You might wonder: if the ELS machine has no concept of position (equivariance), how does it generate coherent faces in CelebA? Why doesn’t it put an eye in the chin?

The answer lies in Zero-Padding.

CNNs usually pad images with zeros at the borders. This seemingly minor implementation detail breaks perfect equivariance. A patch at the top-left corner sees a bunch of zeros above and to the left of it. A patch in the center does not.

Zero-padding creates positional awareness. Figure 6: Breaking equivariance with boundaries. (Left) A center patch matches against the whole image. (Right) A corner patch only matches against training patches that also have corner padding.

This allows the ELS machine (and the neural net) to anchor the image. It knows to put “top-left corner” patches in the top-left. The authors call this the Boundary-Broken ELS Machine, and it fits the data even better.

3. Coarse-to-Fine Generation

The researchers found that to fit the neural networks perfectly, they couldn’t use a fixed patch size.

  • At the start of generation (high noise), the network acts like it has a large receptive field.
  • At the end of generation (low noise), the network acts very locally (small receptive field).

Receptive field shrinks over time. Figure 7: (a) The effective receptive field of a trained network shrinks as time progresses. (b) The calibrated patch size \(P\) for the theory follows the same trend.

This explains the “coarse-to-fine” behavior of diffusion. First, the model establishes the global structure (using large patches), and then it refines the texture (using small patches).

Part 5: Explaining the Glitches

One of the strongest pieces of evidence for a scientific theory is its ability to explain anomalies. We have all seen AI art fails: a hand with six fingers, a person with three arms, or a shirt with two necklines.

The ELS theory predicts exactly this.

Because the model operates locally, a patch at location \(A\) decides to become a “sleeve.” A patch at location \(B\) (far away) also decides to become a “sleeve.” Because they are outside each other’s receptive fields, they don’t coordinate to say “Wait, this shirt already has a sleeve.”

Inconsistencies in FashionMNIST. Figure 8 (Panel c): Look at the bottom row. Both the Theory (Left) and the trained CNN (Right) generate a shirt with three arms. The theory mechanistically explains why: excessive locality at late times in the generation process.

This confirms that these spatial inconsistencies are not random bugs; they are fundamental artifacts of the ELS mechanism driving the creativity.

Conclusion: The Role of Attention

The theory presented here explains Convolutional Neural Networks (ResNets, standard UNets) almost perfectly. But modern state-of-the-art models (like Stable Diffusion) use Self-Attention.

Attention mechanisms are non-local. They allow every pixel to “talk” to every other pixel, regardless of distance. Does the ELS theory break down?

The authors tested this by comparing their local ELS theory against a UNet with Self-Attention (UNet+SA).

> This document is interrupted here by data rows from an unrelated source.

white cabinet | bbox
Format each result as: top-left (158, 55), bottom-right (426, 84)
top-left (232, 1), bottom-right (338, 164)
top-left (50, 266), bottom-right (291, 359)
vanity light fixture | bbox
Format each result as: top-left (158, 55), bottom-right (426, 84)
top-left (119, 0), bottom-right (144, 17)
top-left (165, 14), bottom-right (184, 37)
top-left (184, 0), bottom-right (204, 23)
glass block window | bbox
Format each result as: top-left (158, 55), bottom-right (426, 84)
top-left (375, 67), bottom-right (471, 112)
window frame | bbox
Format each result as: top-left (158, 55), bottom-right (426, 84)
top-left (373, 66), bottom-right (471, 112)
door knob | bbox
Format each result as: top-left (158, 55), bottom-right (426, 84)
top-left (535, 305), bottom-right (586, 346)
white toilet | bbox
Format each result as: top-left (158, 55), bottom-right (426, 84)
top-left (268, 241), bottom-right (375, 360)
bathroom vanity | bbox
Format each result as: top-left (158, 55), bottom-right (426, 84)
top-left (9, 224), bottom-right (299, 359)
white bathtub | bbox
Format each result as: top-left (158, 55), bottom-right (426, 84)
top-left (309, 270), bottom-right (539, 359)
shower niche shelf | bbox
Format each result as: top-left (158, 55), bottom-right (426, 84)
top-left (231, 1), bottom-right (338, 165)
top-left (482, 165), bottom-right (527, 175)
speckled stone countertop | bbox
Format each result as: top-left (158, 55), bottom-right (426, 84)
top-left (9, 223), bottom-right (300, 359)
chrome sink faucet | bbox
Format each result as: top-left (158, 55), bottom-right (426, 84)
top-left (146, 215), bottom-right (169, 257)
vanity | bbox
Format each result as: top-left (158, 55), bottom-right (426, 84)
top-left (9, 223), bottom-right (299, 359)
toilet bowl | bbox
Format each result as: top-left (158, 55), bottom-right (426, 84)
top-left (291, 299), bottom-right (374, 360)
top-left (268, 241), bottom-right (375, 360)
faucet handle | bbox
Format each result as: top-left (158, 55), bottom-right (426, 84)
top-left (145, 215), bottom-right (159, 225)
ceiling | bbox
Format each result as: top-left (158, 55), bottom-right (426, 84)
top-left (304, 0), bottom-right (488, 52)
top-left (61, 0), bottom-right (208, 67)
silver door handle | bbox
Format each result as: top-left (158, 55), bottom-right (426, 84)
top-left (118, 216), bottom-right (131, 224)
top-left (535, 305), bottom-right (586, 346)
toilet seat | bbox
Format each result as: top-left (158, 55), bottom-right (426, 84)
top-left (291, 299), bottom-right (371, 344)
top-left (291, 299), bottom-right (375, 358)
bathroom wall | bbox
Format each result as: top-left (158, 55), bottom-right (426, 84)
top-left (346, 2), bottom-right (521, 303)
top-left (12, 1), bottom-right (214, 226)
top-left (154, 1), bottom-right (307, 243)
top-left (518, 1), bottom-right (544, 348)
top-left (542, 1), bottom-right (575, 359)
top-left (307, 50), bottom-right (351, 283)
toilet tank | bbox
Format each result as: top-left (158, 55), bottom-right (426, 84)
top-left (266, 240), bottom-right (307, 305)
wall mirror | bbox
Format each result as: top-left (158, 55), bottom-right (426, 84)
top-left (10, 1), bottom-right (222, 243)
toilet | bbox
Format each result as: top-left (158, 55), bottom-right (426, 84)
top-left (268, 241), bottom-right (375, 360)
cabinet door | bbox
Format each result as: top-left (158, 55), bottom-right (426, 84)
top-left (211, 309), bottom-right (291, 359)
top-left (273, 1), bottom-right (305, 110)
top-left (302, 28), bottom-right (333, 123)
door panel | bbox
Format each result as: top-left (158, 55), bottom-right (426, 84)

Comparison between UNet+SA and ELS Theory. Figure 9: The top row is the Attention model. The bottom row is the ELS theory. Attention helps “carve out” coherent objects.

The local theory still predicts the texture and general shape (\(R^2 \approx 0.77\)), but Attention clearly adds a layer of semantic coherence. As seen in Figure 9, where the ELS machine makes a blob of fur, the Attention model carves out a distinct animal. The ELS machine provides the raw “patch mosaic” material, and Attention sculpts it into a coherent object.

Summary

Kamb and Ganguli’s work provides a demystifying look into the “black box” of generative AI.

  1. Memorization is the default: Without constraints, diffusion models would just copy data.
  2. Constraints breed creativity: The limits of CNNs (locality and equivariance) force them to remix data rather than repeat it.
  3. We can predict the output: The behavior of these complex networks can be modeled by analytic equations that sum over training patches.

This paper suggests that the “creativity” we admire in AI is, effectively, a highly sophisticated form of collage—a locally consistent patch mosaic stitched together by the mathematics of probability.